TUESDAY, March 10, 2020 (HealthDay News) — The median incubation period for coronavirus disease 2019 (COVID-19) is estimated to be 5.1 days, according to a study published online March 10 in the Annals of Internal Medicine.

Stephen A. Lauer, Ph.D., from Johns Hopkins Bloomberg School of Public Health in Baltimore, and colleagues estimated the length of the incubation period of COVID-19 using data from news reports and press releases from provinces, regions, and countries outside Wuhan, China. Data were included for 181 confirmed cases with identifiable exposure and symptom-onset windows.

The researchers found that the median incubation period was estimated at 5.1 days; 97.5 percent of those who develop symptoms do so within 11.5 days of infection. One hundred one of 10,000 cases will develop symptoms after 14 days of active monitoring or quarantine under conservative assumptions.

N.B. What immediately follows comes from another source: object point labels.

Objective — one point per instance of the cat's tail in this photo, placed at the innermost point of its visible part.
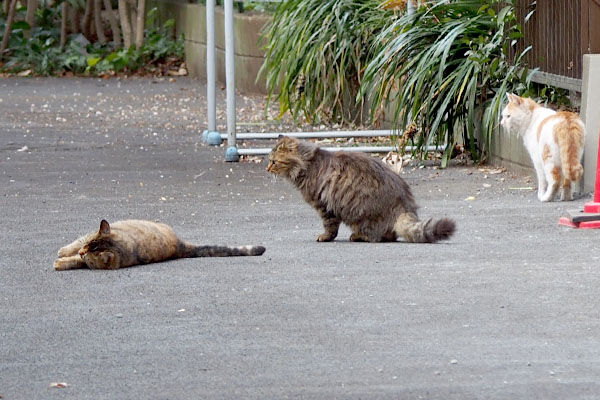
(569, 133)
(190, 250)
(410, 228)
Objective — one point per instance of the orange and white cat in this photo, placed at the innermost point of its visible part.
(554, 141)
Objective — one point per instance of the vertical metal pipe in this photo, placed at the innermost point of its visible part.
(211, 66)
(231, 154)
(410, 7)
(210, 135)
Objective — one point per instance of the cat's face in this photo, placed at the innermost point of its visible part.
(100, 251)
(284, 159)
(517, 111)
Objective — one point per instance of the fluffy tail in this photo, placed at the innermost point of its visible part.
(412, 230)
(189, 250)
(569, 133)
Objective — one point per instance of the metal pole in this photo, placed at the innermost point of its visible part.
(211, 135)
(410, 7)
(231, 153)
(321, 134)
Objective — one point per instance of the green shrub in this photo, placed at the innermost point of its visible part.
(316, 51)
(42, 55)
(445, 69)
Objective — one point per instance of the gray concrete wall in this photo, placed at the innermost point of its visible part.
(191, 21)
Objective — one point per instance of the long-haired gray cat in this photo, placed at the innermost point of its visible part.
(355, 189)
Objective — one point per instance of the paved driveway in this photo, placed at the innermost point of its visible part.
(508, 309)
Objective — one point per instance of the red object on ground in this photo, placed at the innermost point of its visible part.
(590, 217)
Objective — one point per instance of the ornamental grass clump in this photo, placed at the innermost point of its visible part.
(316, 52)
(445, 68)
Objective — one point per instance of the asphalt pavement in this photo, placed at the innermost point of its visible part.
(507, 309)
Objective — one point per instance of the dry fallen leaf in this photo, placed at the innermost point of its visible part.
(492, 171)
(395, 161)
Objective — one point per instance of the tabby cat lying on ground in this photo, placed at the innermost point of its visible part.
(355, 189)
(134, 242)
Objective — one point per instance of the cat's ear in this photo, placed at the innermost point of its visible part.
(104, 227)
(515, 99)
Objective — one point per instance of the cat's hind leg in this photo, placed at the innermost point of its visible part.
(66, 263)
(567, 192)
(554, 177)
(331, 224)
(542, 182)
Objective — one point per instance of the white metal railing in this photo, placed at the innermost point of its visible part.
(212, 137)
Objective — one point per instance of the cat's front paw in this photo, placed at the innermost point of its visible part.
(64, 252)
(541, 196)
(325, 237)
(60, 264)
(355, 237)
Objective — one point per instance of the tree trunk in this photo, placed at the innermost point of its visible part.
(63, 23)
(30, 17)
(125, 24)
(114, 26)
(139, 33)
(8, 28)
(75, 17)
(98, 21)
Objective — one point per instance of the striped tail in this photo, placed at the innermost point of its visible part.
(190, 251)
(411, 229)
(569, 134)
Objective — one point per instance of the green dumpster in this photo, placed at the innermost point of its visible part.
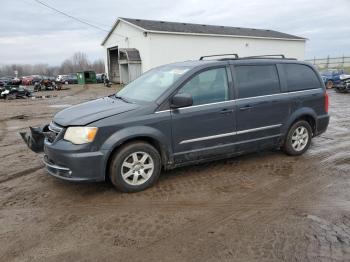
(86, 77)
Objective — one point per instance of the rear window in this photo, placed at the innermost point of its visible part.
(257, 80)
(300, 77)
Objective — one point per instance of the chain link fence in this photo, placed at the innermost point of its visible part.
(331, 62)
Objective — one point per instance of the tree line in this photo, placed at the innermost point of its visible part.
(77, 62)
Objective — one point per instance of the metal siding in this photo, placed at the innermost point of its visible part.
(134, 71)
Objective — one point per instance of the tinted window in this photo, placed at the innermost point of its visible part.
(208, 87)
(256, 80)
(300, 77)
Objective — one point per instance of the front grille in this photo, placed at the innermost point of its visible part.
(53, 132)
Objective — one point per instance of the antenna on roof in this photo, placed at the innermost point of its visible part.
(235, 55)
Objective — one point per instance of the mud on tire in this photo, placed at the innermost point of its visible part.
(135, 167)
(298, 138)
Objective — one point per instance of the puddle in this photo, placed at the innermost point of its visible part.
(60, 106)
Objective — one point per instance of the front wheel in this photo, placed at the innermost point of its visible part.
(135, 167)
(329, 84)
(298, 139)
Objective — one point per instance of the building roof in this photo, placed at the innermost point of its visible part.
(154, 26)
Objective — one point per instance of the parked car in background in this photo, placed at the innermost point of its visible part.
(59, 77)
(343, 86)
(184, 113)
(13, 92)
(4, 80)
(31, 80)
(69, 79)
(332, 77)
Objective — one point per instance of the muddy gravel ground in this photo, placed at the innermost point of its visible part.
(259, 207)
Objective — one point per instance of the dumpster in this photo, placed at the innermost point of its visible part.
(86, 77)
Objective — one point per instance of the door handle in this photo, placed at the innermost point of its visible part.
(226, 111)
(247, 107)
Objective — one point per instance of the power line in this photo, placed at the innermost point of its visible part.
(70, 16)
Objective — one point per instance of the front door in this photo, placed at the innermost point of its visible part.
(206, 128)
(260, 107)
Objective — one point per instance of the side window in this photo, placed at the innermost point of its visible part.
(300, 77)
(256, 80)
(208, 87)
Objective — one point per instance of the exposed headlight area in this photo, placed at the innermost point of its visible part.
(80, 134)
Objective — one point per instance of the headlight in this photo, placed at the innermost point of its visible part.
(80, 134)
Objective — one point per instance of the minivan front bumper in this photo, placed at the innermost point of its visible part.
(64, 161)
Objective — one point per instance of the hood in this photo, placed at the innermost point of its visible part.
(85, 113)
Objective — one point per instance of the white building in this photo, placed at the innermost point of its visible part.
(134, 46)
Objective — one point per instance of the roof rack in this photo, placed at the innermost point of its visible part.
(263, 56)
(235, 55)
(269, 56)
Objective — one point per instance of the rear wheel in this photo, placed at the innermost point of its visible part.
(135, 167)
(298, 139)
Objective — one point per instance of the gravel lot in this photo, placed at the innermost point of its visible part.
(259, 207)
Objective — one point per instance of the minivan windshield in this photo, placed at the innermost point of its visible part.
(152, 84)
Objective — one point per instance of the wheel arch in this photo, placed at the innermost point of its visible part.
(146, 134)
(306, 114)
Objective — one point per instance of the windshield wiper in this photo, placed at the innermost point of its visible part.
(122, 98)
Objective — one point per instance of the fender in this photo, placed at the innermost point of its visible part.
(119, 137)
(304, 111)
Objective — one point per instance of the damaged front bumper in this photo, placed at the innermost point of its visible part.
(63, 159)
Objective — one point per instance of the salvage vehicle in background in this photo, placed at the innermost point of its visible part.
(69, 79)
(332, 77)
(13, 92)
(46, 84)
(343, 86)
(185, 113)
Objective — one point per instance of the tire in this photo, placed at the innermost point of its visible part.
(300, 131)
(329, 84)
(146, 167)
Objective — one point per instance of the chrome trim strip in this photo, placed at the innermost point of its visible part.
(207, 138)
(228, 134)
(240, 99)
(257, 129)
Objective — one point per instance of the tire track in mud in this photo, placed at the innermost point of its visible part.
(3, 130)
(222, 216)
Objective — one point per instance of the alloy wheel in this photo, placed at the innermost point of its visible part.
(300, 138)
(137, 168)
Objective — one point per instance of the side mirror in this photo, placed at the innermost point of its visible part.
(181, 100)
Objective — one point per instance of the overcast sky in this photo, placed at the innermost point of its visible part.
(32, 33)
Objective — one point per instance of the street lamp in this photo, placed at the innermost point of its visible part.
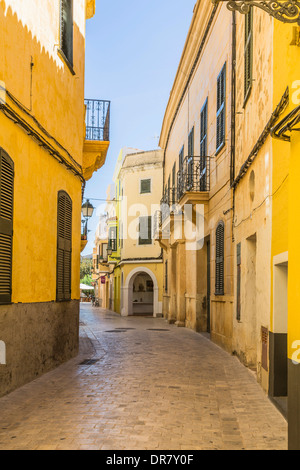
(286, 11)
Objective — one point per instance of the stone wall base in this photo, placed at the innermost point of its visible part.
(38, 337)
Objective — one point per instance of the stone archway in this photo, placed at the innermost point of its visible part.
(140, 276)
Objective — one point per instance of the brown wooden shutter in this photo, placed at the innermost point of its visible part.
(6, 225)
(248, 53)
(220, 259)
(66, 29)
(145, 229)
(64, 246)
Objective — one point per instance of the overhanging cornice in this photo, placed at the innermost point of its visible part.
(286, 11)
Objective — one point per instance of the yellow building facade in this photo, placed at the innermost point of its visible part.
(45, 159)
(141, 266)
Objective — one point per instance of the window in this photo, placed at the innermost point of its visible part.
(145, 186)
(181, 159)
(221, 95)
(166, 276)
(220, 259)
(191, 143)
(6, 225)
(203, 131)
(145, 230)
(238, 290)
(173, 183)
(248, 53)
(64, 246)
(112, 239)
(66, 29)
(203, 147)
(104, 252)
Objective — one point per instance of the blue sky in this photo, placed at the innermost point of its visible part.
(133, 49)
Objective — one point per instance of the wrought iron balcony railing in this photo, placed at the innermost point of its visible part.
(97, 120)
(193, 176)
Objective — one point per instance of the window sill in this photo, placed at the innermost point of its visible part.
(66, 61)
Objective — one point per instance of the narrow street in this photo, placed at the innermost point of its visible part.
(141, 384)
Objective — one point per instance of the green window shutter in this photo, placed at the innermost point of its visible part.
(64, 247)
(145, 230)
(221, 97)
(220, 259)
(145, 186)
(248, 53)
(6, 226)
(66, 29)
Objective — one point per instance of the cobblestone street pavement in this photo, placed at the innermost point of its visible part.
(136, 388)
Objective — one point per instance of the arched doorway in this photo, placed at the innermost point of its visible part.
(140, 293)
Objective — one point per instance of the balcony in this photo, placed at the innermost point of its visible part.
(96, 136)
(193, 181)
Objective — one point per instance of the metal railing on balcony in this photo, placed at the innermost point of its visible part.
(157, 221)
(97, 120)
(193, 176)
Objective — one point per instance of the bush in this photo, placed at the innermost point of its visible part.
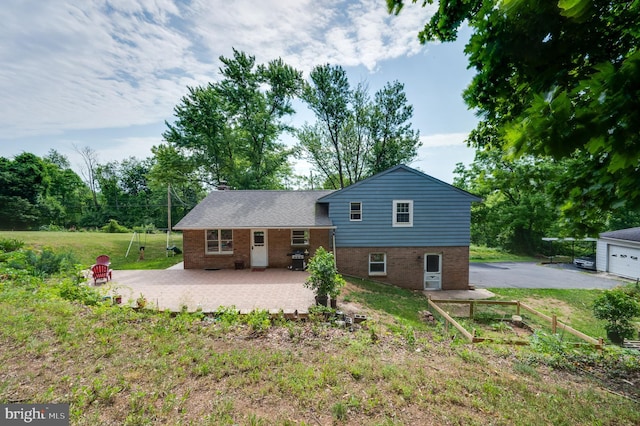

“Although our results support current proposals for the length of quarantine or active monitoring of persons potentially exposed to SARS-CoV-2, longer monitoring periods might be justified in extreme cases,” the authors write. “Although it is essential to weigh the costs of extending active monitoring or quarantine against the potential or perceived costs of failing to identify a symptomatic case, there may be high-risk scenarios (for example, a health care worker who cared for a COVID-19 patient while not wearing personal protective equipment) where it could be prudent to extend the period of active monitoring.”